Tuesday, May 17, 2011

publish and be damned

Crime will increase as police numbers fall, unemployment rises, drug addiction climbs, courts close, and the government meddles without clear rationale in the criminal justice system to the confusion of lawyers, magistrates, judges and court users. Prison numbers will be forcibly reduced to be replaced by community sentences that are not adequately funded, resourced or managed. Grossly overpaid judges and barristers will waste their time and taxpayers' money interpreting, often erroneously, the semantics of human rights legislation with the outcome of preventing the deportation of foreign national criminals under the guise of protecting their hastily contrived relationships, rather than dealing speedily and justly with the enforcement of criminal law. To make things even worse the wigs and gowns have infected us with an epidemic of super-injunctions.

The ludicrously wealthy perpetrators of whatever titillating but ultimately oh so tedious misdemeanours they are guilty of, run with their cheque books to judges to grant them injunctions that will protect their names from being mentioned by newspapers that will print almost anything to generate greater readership. Their reason is to protect their families, showing a barely noticed touch of irony in that it is their actions that may have harmed their loved ones in the first place.

But the result is self-defeating because, when a scandalous story does then get into the public domain, it will now be assumed to be more plausible in the aftermath of a judge removing or not granting an injunction, deciding that the private life of the celebrity is in the public interest (often confused with being of interest to the public). Meanwhile the online scavengers will have disseminated their judgement of the identity of the guilty party, sometimes getting the name right and sometimes wrong, but they don’t care. Morality and the internet are by and large mutually exclusive. Politeness and integrity don't get a look in.

And so are created the victims of this ridiculous process, who have to fight to repair their reputations that have become damaged by false accusation. They will recover of course; but whilst they have been under the media microscope the attention has been diverted away from real victims.
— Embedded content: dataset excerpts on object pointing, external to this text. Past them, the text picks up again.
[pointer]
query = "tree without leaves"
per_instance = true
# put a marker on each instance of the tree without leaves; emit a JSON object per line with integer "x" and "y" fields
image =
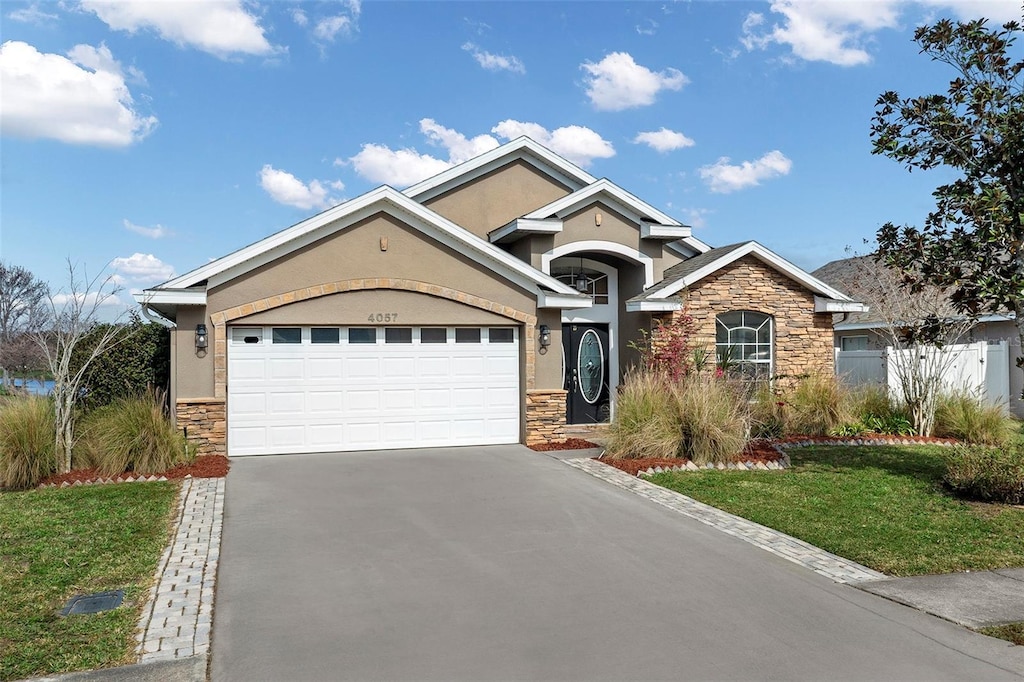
{"x": 23, "y": 310}
{"x": 918, "y": 331}
{"x": 75, "y": 316}
{"x": 972, "y": 245}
Victims of crime, victims of poor health, victims of the economic collapse, victims of the incompetence and greed of bankers, and victims of nature’s disasters are ignored whilst the chit chat is all about super-injunctions to protect the super-egos of the super-rich.

So bring down the wall. Let the newspapers publish and let the public become bored senseless with the genre of celebrity relationships, as each story blows hot for a few days and then cold forever, whilst more and more real crimes of real public interest go undetected and unpunished. Let the media suffer the financial losses from the legal action taken by those they have wrongly accused until they get the message that they should be presenting us with news of a much more important and much more frightening kind. Let them all grow up.

3 Comments

3 Comments:

At May 17, 2011 10:05 pm , Anonymous Anonymous said...

Hear Hear!!!

 
At May 19, 2011 1:38 pm , Anonymous Anonymous said...

We should be able to get a superduper injunction to compel the press and media to draw the nation's attention to those important issues you raised, in particular the ever increasing gap between rich and poor in this country, which is quite clearly encouraged by the policies and actions of our government - and yet crassly hidden away from public attention in the manner that these footballer indiscretions should be.

 
At May 24, 2011 7:49 am , Anonymous Derek said...

I don't often agree with the author of this blog, however, on this occasion there is broad agreement. My view of the problem is that the main architect of the human rights law, Winston Churchill,  when designing this law didn't have in mind overpaid footballers, actors etc who are unable to keep on their Calvin Klein's. Furthermore, judges who are unable to understand the power of modern technology and who  think California, the home of Twitter, is still part of the colonies. But more of a concern is that some Judges are making up the law up as they go along, injunctions just one of  several instances, and this week threatening free speech in Parliament. Apparently it's only France and England who apply this privacy law to such a degree, America and other european counties apply the publish and be dammed principle, where a jury decides as to whether a complainant has been wronged by the press and compensation is awarded  accordingly.